The first story in the anthology called ‘He Was Red That Day’ left me with a long-lasting and profound impression until I finished the whole book. The story revolves around Ismael, a depressed individual who struggles to cope with himself and the world around him. Heavy traffic, large crowds and busy life in London make his neck go red and hot, feeling suffocated. Anxiety, the ‘red’ inside his body, comes in waves and threatens to engulf him. Human contact is too overwhelming for him although it is just what he needs for his therapy. Hence he chooses to sit on an empty bench along the crowded River Thames where he is near people but invisible.

View of bookshelf in RACE Centre library with books stacked up in the foreground.
The Ahmed Iqbal Ullah RACE Centre

It is Ismael’s ‘mental health day’ when he turns off the phone, getting rid of his work, flatmates and fellow students temporarily, and stays alone. An elderly woman disturbs his peace and silence, accusing him of being rude and taking her seat. Under rage and surprise, he speaks to the unreasonable woman although he hates communicating with strangers. This absurd quarrel about the ownership of the bench ends up with the woman’s ‘You can’t let anyone drag you down’. Ismael suddenly feels himself understood. The anger turns to relief and even appreciation.

Ismael continues his journey in the Tate Modern. After treating himself a glass of red wine at the cafe, he searches for a painting of the ‘Red’ series that has moved him as a child. Mindlessly walking in the gallery makes him feel safe because he is near people but free of the weight of conversation. His meditation is interrupted by a little girl who asks for help as she is lost. After communicating with the staff, it turns out that the little girl’s grandpa has had a heart attack in the toilet and has been taken to the hospital. Her mother is now on the way to get her. Things don’t look good but seem not that bad as at least the little girl can find her way home.

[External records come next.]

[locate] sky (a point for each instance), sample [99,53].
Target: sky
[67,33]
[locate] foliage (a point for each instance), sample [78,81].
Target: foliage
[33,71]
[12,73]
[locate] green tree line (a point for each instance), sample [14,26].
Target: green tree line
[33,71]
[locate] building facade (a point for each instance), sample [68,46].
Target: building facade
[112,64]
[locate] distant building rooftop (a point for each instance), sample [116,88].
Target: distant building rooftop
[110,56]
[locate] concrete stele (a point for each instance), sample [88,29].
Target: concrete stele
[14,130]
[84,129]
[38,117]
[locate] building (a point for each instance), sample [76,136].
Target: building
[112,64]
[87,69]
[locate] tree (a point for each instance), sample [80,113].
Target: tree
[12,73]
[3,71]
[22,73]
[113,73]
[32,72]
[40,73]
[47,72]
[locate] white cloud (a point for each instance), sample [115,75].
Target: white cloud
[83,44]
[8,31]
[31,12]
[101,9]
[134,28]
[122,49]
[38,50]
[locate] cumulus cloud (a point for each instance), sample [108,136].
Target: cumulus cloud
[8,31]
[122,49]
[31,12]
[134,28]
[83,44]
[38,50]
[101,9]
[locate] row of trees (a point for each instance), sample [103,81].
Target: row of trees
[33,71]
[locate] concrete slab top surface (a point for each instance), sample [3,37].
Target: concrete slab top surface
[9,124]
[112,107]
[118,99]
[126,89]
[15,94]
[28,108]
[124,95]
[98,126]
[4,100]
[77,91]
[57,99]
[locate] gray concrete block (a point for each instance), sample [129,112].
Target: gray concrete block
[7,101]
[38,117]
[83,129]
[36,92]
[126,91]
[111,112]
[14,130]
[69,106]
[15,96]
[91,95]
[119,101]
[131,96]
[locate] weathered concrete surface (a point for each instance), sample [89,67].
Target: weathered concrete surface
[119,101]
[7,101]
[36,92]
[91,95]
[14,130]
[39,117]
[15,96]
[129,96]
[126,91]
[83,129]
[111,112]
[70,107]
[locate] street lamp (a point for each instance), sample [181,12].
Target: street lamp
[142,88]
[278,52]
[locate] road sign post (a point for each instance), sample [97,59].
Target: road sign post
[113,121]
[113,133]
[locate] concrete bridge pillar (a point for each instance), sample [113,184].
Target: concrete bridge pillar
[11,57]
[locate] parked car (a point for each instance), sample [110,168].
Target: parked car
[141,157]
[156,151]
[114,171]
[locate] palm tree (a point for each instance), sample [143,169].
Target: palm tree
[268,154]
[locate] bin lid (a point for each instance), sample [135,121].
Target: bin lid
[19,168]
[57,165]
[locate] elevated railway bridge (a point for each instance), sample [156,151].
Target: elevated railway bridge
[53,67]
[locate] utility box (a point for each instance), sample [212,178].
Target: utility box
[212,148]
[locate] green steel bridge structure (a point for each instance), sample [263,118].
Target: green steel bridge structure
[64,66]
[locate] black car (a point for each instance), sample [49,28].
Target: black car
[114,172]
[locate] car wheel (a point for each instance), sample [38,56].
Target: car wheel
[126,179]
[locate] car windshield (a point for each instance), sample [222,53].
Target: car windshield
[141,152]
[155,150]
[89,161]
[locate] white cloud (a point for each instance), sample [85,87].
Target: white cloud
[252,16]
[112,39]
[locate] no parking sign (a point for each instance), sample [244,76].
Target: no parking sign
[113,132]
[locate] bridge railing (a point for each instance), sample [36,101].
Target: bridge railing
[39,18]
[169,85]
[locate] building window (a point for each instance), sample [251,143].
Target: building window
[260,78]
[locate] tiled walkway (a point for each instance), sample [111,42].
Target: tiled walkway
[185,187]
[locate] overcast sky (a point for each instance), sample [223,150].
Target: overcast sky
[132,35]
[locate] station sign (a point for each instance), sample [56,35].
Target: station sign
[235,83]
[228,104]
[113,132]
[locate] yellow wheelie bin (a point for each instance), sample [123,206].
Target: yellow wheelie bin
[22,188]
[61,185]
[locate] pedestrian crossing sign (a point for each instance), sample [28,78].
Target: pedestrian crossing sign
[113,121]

Without saying goodbye to the little girl, he continues to find the painting he is eager for.

The crowds in the gallery move like a wave, pulling in and out. Miserable thoughts soon sadden him further and he can’t help blaming himself for wasting a day. Until he makes himself calm down, he stands extremely close to his painting, letting the red wash over him like he always wanted. ‘Sanguine’, he sees from the painting, like warm blood pumping through his body and keeping him alive. ‘Sanguine’, also he feels from the painting, reminds him how much he appreciates his life. Everyone deserves joy and love, far more than sadness, and can give them to others, like what Ismael does today.

Ismael finds solace in a painting that speaks to him on a deep level and in helping a lost little girl. Through these adventures, he learns to appreciate his life and the importance of human connection. The story is well-written, with vivid descriptions that bring the settings and characters to life. The use of colour symbolism, particularly ‘red’, adds depth to the story and reinforces its themes. Red is not only for anger and anxiety, it can become happiness. The character of Ismael is relatable and sympathetic, and I find myself rooting for him as he goes on his journey.

Overall, I highly recommend ‘The Colour of Madness’, an essential but different reading for anyone interested in this topic. It is a thought-provoking and challenging anthology that offers important insights into the ways in which mental health is shaped by systemic inequalities. This book tells the readers about mental health and its intersection of race in a serious but not academic way. I hope you can find a little empathy in their colourful stories and artworks.